Göçebe Türkmenler olan Yörükler'in yaylalarla kışlaklar arasında geçen hayatında develer hep onların yanındaydı. Kıl çadırlarını ve dokumalarını develerle taşıyan Yörükler, yerleşik hayata geçtikçe ve nakliye için farklı araçlar devreye girdikçe develerin sayısı da azaldı. Artık develerle Yörükler arasındaki ilişki büyük ölçüde deve güreşleriyle devam ediyor.
Çanakkale’den Antalya’ya kadar uzanan geniş bir coğrafyada kış aylarında hemen hemen her ilçede deve güreşleri düzenleniyor.
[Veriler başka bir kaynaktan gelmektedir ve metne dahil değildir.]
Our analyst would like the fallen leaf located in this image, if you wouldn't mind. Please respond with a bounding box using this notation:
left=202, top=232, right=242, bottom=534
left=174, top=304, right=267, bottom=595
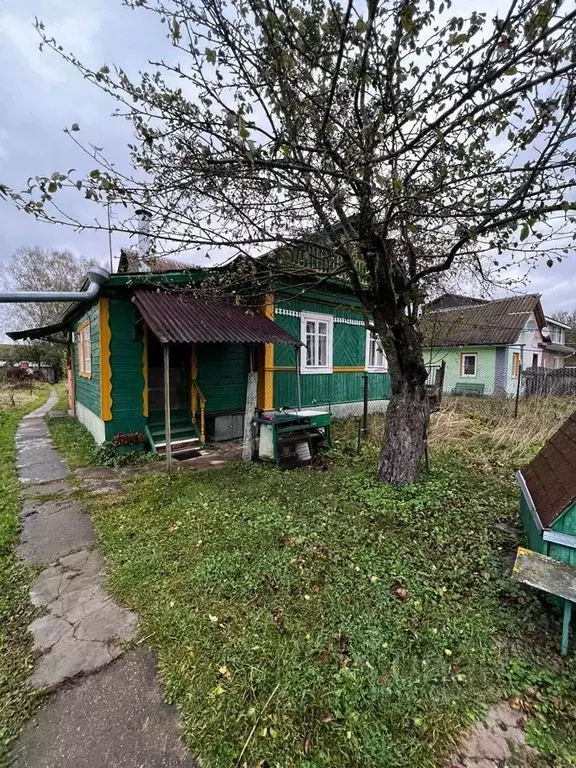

Çoğunlukla aynı develer, sahipleri tarafından bu farklı yarışlara götürülüyor. Dolayısıyla hem develer hem de sahipleri birbirilerini diğer yarışlardan tanıyor.
“Deve güreşleri bir tutku”
İzmir’in Bayraklı ilçesinde sekizinci kez düzenlenen deve güreşleri öncesinde de deve sahipleri bir yandan hal hatır soruyor, bir yandan develerini güreşe hazırlıyor. Aydın’ın Germencik ilçesinden bu yarış için Bayraklı’ya gelen Mehmet Canbaz VOA Türkçe’ye deve güreşini bir tutku olarak tanımlıyor: “Ben, çocukluğumdan beri meraklıyım bu güreşlere. Bizim çok devemiz vardı. O zamanlar develer yük taşıyordu. Bugünün TIR’ları gibiydiler. Bu deveyi yeni aldım. Altıncı kez güreşecek. Bu bir hastalık, benim iki tane oğlum var, bu da üçüncü oğlum.”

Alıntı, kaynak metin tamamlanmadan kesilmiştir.